Jason Davis, Associated Students of Madison Plan 2008 campaign chair, said he thinks the plan is too vague to have a significant impact. 




'The wording is very vague and obscure. Right then and there it will create problems. If you don't have a concrete plan ,' Davis said. 'You're already at a disadvantage before you've started.' 




Davis said he also thinks the plan is poorly enforced, recommending a review board of students and administrators to check progress. 




'It would exist [in] a shared governance form, and it would basically give students a voice, give administration a voice, and they would basically come before the board and report on what they've done,' he said. '[The] board would serve as an information source and facilitator for problems that come up.' 




Davis added that the board could make university deans liable for results at their campuses. 




'For us as students, to hold them accountable as students to wording that's ... sometimes incomprehensible, that makes it difficult for us as well,' he said. 

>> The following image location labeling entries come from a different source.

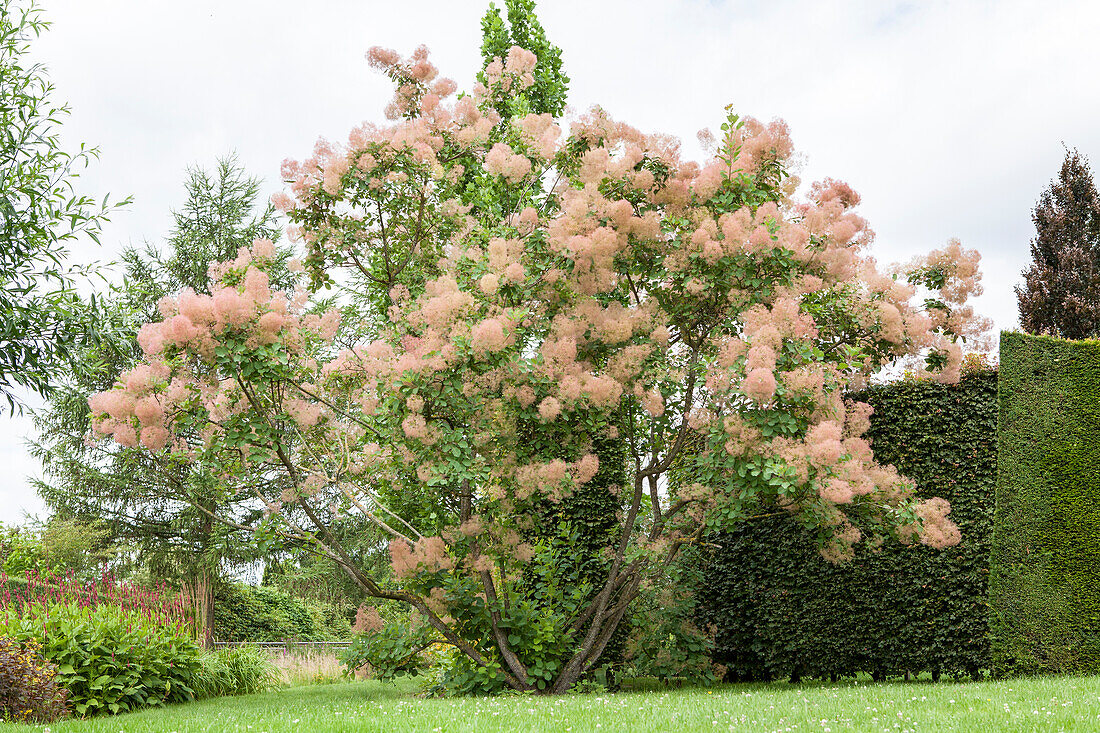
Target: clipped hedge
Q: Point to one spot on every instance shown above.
(1045, 582)
(248, 613)
(780, 610)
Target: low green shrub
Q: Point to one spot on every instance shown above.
(110, 660)
(30, 690)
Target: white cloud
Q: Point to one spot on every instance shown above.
(947, 117)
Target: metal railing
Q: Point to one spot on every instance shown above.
(307, 645)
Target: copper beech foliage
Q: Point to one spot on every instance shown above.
(510, 291)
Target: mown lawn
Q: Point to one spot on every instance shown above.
(1022, 704)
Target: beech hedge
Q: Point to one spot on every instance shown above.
(1045, 567)
(779, 609)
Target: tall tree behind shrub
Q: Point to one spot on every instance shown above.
(1060, 295)
(164, 512)
(1045, 567)
(779, 609)
(41, 211)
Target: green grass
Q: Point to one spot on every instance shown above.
(1070, 703)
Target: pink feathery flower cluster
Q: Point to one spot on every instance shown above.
(425, 555)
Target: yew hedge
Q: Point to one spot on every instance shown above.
(1045, 581)
(780, 609)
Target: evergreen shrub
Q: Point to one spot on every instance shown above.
(779, 609)
(1045, 568)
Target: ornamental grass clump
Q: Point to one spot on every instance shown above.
(516, 290)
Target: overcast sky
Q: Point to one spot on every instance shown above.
(948, 118)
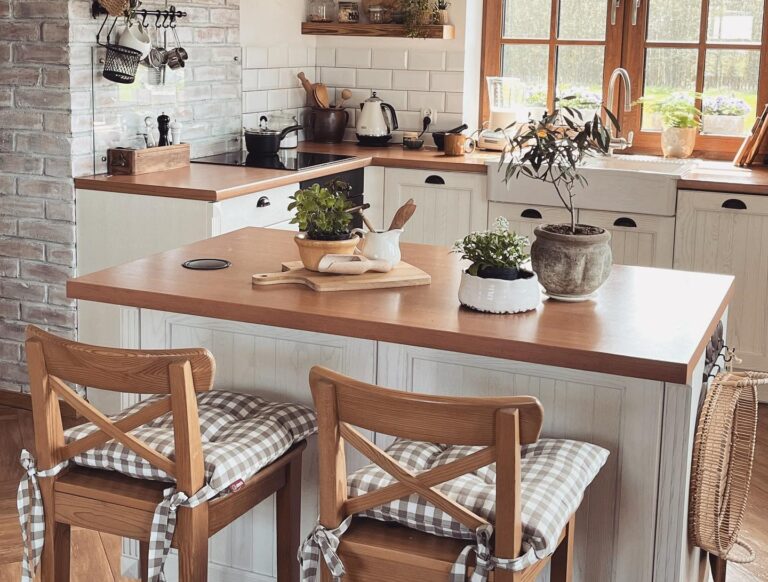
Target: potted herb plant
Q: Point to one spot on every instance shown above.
(323, 218)
(571, 260)
(496, 281)
(724, 115)
(680, 122)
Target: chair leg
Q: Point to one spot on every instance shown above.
(562, 559)
(144, 561)
(289, 523)
(192, 539)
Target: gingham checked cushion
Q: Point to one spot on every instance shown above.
(555, 474)
(241, 434)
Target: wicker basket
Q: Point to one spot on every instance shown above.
(723, 454)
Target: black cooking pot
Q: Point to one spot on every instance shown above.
(266, 141)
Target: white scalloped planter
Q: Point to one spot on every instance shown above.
(499, 295)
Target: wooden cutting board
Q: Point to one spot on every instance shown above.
(403, 275)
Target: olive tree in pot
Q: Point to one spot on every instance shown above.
(496, 281)
(571, 260)
(323, 218)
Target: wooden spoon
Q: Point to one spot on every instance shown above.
(403, 215)
(346, 95)
(320, 92)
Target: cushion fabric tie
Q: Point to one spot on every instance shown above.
(164, 524)
(322, 542)
(29, 503)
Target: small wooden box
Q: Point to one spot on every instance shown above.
(130, 162)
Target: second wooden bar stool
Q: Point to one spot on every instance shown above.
(226, 452)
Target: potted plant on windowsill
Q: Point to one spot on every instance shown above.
(571, 260)
(496, 281)
(323, 217)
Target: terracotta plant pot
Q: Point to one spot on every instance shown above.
(312, 251)
(571, 267)
(678, 142)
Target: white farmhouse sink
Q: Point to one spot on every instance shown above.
(642, 184)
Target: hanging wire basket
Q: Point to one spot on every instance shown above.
(120, 62)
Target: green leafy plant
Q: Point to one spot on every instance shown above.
(677, 110)
(322, 211)
(553, 148)
(498, 248)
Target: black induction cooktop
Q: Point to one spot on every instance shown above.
(283, 160)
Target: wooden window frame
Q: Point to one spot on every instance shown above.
(625, 46)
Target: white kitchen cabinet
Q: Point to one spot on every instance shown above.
(449, 204)
(644, 240)
(728, 233)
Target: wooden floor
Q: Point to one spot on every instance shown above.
(96, 557)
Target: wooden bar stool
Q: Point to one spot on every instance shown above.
(478, 502)
(111, 501)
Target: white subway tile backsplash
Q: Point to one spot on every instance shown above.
(454, 102)
(356, 59)
(374, 79)
(454, 61)
(411, 80)
(420, 100)
(334, 77)
(420, 60)
(390, 59)
(325, 57)
(450, 81)
(256, 57)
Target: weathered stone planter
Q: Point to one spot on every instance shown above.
(571, 267)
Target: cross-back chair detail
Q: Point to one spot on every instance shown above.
(498, 425)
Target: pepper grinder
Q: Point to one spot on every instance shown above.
(163, 125)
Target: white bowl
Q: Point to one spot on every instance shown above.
(499, 295)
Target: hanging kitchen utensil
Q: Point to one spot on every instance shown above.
(120, 62)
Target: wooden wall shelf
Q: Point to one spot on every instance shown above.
(444, 31)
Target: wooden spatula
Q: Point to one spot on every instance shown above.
(403, 215)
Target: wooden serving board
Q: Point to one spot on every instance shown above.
(403, 275)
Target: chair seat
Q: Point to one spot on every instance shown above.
(241, 434)
(555, 473)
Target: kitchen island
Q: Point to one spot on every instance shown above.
(623, 371)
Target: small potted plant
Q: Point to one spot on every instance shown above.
(323, 218)
(724, 115)
(571, 260)
(680, 122)
(496, 281)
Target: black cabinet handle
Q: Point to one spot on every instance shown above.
(734, 204)
(530, 213)
(625, 222)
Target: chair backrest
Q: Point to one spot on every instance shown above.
(499, 425)
(179, 374)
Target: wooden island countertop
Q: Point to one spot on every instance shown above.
(644, 323)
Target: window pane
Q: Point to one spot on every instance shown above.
(667, 71)
(580, 75)
(730, 91)
(582, 19)
(528, 62)
(674, 20)
(527, 18)
(735, 20)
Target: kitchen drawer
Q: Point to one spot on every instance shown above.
(258, 209)
(524, 218)
(636, 239)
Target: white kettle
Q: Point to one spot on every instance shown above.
(376, 121)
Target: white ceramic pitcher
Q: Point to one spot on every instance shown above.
(380, 245)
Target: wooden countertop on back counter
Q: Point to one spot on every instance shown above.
(213, 183)
(644, 323)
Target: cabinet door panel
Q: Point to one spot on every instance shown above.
(636, 239)
(449, 204)
(727, 233)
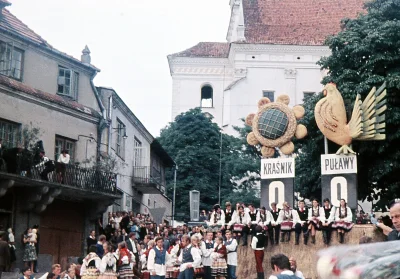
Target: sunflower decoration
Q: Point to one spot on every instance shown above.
(274, 126)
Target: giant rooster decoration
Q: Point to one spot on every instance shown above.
(367, 120)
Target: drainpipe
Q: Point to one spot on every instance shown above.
(103, 121)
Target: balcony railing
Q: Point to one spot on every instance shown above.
(148, 175)
(73, 175)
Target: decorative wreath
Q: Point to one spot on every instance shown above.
(274, 125)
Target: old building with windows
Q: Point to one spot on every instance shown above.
(271, 48)
(141, 159)
(49, 103)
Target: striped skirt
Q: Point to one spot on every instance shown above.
(316, 222)
(286, 226)
(126, 272)
(343, 225)
(219, 267)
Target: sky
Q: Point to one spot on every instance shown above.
(129, 41)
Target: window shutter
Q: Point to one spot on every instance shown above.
(194, 197)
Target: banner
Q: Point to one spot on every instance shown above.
(339, 179)
(277, 181)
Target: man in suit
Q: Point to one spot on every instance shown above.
(4, 253)
(395, 215)
(91, 240)
(99, 245)
(132, 245)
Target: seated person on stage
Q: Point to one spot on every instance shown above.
(255, 219)
(316, 217)
(241, 223)
(228, 212)
(302, 224)
(274, 227)
(343, 220)
(326, 226)
(190, 258)
(288, 218)
(217, 219)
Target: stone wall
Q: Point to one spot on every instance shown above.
(306, 256)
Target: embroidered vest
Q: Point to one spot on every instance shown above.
(253, 215)
(261, 240)
(327, 212)
(229, 242)
(315, 212)
(275, 215)
(187, 255)
(228, 216)
(342, 212)
(209, 245)
(303, 215)
(287, 216)
(160, 256)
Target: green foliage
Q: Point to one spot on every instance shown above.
(365, 54)
(194, 141)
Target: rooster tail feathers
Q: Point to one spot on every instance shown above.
(368, 117)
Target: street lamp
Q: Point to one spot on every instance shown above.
(122, 128)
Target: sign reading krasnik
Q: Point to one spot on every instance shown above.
(339, 178)
(277, 181)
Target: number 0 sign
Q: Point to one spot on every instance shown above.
(339, 179)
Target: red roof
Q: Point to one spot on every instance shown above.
(11, 24)
(296, 22)
(206, 50)
(19, 86)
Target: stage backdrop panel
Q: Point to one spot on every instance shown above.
(277, 181)
(339, 178)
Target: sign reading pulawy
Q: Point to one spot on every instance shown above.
(277, 168)
(277, 181)
(339, 178)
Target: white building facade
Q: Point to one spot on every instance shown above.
(272, 48)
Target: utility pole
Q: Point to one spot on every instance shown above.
(173, 199)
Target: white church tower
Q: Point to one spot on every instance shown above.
(272, 48)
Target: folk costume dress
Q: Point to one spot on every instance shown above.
(328, 220)
(257, 244)
(217, 220)
(274, 226)
(172, 268)
(316, 216)
(90, 266)
(343, 219)
(108, 267)
(207, 248)
(189, 256)
(219, 265)
(125, 258)
(157, 262)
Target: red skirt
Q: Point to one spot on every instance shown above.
(286, 226)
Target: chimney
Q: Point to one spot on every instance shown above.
(85, 57)
(4, 3)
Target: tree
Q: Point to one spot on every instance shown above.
(364, 54)
(194, 141)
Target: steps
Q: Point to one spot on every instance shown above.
(306, 255)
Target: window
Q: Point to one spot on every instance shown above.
(206, 96)
(138, 153)
(10, 60)
(308, 94)
(67, 82)
(120, 144)
(270, 95)
(64, 143)
(9, 133)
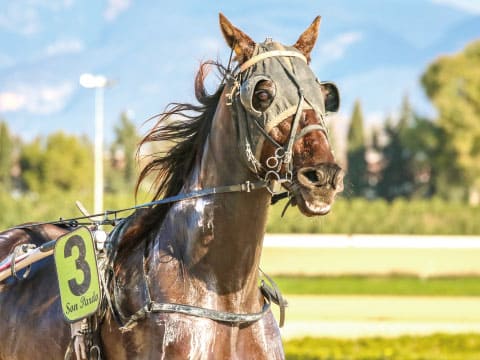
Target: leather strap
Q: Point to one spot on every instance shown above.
(274, 53)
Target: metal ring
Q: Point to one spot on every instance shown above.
(279, 153)
(272, 162)
(276, 176)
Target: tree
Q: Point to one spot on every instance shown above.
(356, 151)
(397, 177)
(6, 157)
(58, 162)
(453, 85)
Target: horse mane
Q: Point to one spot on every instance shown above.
(186, 126)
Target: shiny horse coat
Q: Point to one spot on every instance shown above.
(203, 252)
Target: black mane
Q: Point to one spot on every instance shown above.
(186, 126)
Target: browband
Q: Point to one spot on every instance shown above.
(268, 54)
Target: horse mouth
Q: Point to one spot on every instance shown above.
(317, 187)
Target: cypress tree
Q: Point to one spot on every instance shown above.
(356, 178)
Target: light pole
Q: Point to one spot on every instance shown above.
(97, 82)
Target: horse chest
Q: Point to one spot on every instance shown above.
(175, 336)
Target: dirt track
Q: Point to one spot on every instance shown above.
(359, 316)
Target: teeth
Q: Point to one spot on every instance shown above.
(318, 208)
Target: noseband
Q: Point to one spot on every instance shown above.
(300, 90)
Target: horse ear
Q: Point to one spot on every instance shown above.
(306, 41)
(237, 40)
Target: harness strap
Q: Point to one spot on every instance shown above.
(274, 53)
(222, 316)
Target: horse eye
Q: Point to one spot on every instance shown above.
(263, 95)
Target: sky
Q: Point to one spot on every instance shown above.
(374, 50)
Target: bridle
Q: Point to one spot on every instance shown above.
(279, 166)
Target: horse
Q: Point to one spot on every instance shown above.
(184, 278)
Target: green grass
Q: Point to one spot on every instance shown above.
(379, 285)
(433, 347)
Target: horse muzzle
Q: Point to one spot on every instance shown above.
(316, 188)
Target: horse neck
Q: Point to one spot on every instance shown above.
(219, 237)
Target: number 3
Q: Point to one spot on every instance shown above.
(80, 263)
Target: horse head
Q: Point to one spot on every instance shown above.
(281, 108)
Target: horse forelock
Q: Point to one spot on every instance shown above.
(186, 126)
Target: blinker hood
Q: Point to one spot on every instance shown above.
(292, 78)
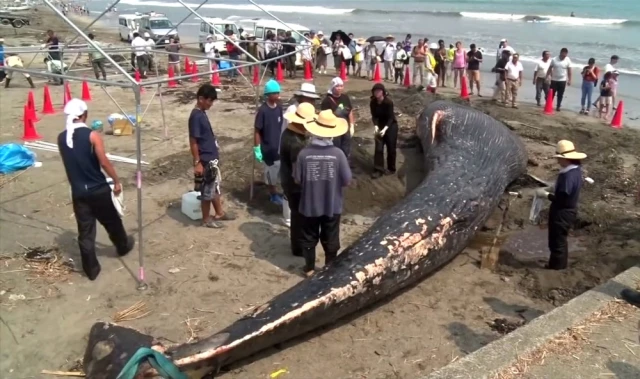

Boatright said the regents also discussed a non-resident undergraduate tuition increase of 2.5 percent, which Gov. Scott McCallum imposed upon students in his budget vetoes. 




'The governor, in a partial veto in August, caused tuition for non-resident students to increase,' Boatright said. 'The board was not able to incorporate that into bills this fall.' 




He said even though the budget became effective upon signing, it is uncertain whether students will pay the increased cost for the fall semester. 




'That's not really clear in the documents if there is a need to [bill for the fall],' Boatright said. 'If we add 2.5 percent in the spring, and make additional additions ... we can spread it out.' 




He said the increase would amount to about $173 for the semester. 




The board is expected to approve the tuition increase to comply with the governor's budget. 




'The board really doesn't have any choice in the matter, the governor already required it,' Boatright said.